Needless to say, I’ve never understood the general public’s ire over scalpers. If I buy an old dinette set in a town like Big Spring for $10, then sell it for $50 in Austin, I’m an antiques dealer. If I buy fifty handmade blankets from a Quechua Indian in Ecuador, then sell them in the United States for five times what I paid, I’m an importer. But if I put my time and money into buying tickets on the Internet that people with more money and less time want to pay double for? For shame! Sports might be the only instance where Americans are massively pro-regulation and resolutely anticapitalist.

It’s perfectly understandable to loathe a system that makes going to the game a matter of being the person with the biggest wallet rather than the greatest passion. But isn’t that already so? The modern arena, with its luxury boxes and club seats, is like a 747 with more spots in first class than coach. “Seat options,” which merely give fans the opportunity to buy season tickets, are expected to add thousands or even tens of thousands of dollars to the bill of every customer at the new Dallas Cowboys stadium, in Arlington. Good tickets to college football games are inevitably tied to donations (even if they are 80 percent tax deductible). More recently, the teams themselves have entered what’s known as the “secondary market” via “exchange” programs (on their own sites or with a third party) or partnerships with online tickets kingpin StubHub. This allows the Dallas Mavericks, for example, to share in the profit when a guy like me sells a $33 upper-level ticket for $120.

With the Internet and team involvement, what used to be akin to picking up a hooker is now more like online dating.
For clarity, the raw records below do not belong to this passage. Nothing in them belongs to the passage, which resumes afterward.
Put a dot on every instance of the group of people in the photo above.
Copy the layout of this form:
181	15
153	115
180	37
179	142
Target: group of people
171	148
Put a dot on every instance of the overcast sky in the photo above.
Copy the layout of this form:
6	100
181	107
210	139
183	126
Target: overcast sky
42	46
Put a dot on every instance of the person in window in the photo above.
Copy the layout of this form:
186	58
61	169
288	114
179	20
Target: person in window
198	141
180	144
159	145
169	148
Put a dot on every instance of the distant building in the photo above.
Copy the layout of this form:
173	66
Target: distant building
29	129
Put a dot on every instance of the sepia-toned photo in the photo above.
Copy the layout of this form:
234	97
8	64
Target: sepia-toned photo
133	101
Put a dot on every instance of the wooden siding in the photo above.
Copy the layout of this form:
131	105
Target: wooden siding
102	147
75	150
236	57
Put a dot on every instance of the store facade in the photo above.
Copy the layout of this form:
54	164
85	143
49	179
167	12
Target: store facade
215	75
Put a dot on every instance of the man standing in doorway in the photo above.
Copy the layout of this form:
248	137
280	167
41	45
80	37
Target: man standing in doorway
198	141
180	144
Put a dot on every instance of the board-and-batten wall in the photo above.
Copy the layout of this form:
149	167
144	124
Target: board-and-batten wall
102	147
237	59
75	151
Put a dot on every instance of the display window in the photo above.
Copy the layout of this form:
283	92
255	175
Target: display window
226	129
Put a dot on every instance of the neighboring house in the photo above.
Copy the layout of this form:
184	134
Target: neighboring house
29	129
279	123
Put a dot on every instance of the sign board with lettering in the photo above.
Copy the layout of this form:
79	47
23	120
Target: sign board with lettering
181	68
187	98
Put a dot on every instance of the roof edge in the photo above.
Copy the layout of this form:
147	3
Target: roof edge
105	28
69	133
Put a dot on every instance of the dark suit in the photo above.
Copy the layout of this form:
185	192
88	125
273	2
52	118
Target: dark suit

But that doesn’t mean it’s always better for the fans. Online tickets always go to the highest bidder, but on the street, patience, shoe leather, and negotiating prowess count for something (plus, your scalper may have paid only half price). And the fewer tickets that are sold through eBay or StubHub in advance, the cheaper they will be on game day. A free market is an open market, which sometimes means a soft market. After the semifinals at the Final Four, on Saturday, a certain number of fans will stream out of the Alamodome as sellers, bummed their team just lost and ready to go back to Kansas, Tennessee, or California without attending Monday night’s national championship (I hesitate to make predictions, but if the UT Longhorns play on Saturday and lose, change “a certain number” to “10,000 or 15,000”). You can surely score a ticket at a bargain price then—assuming the professional scalpers don’t get there first.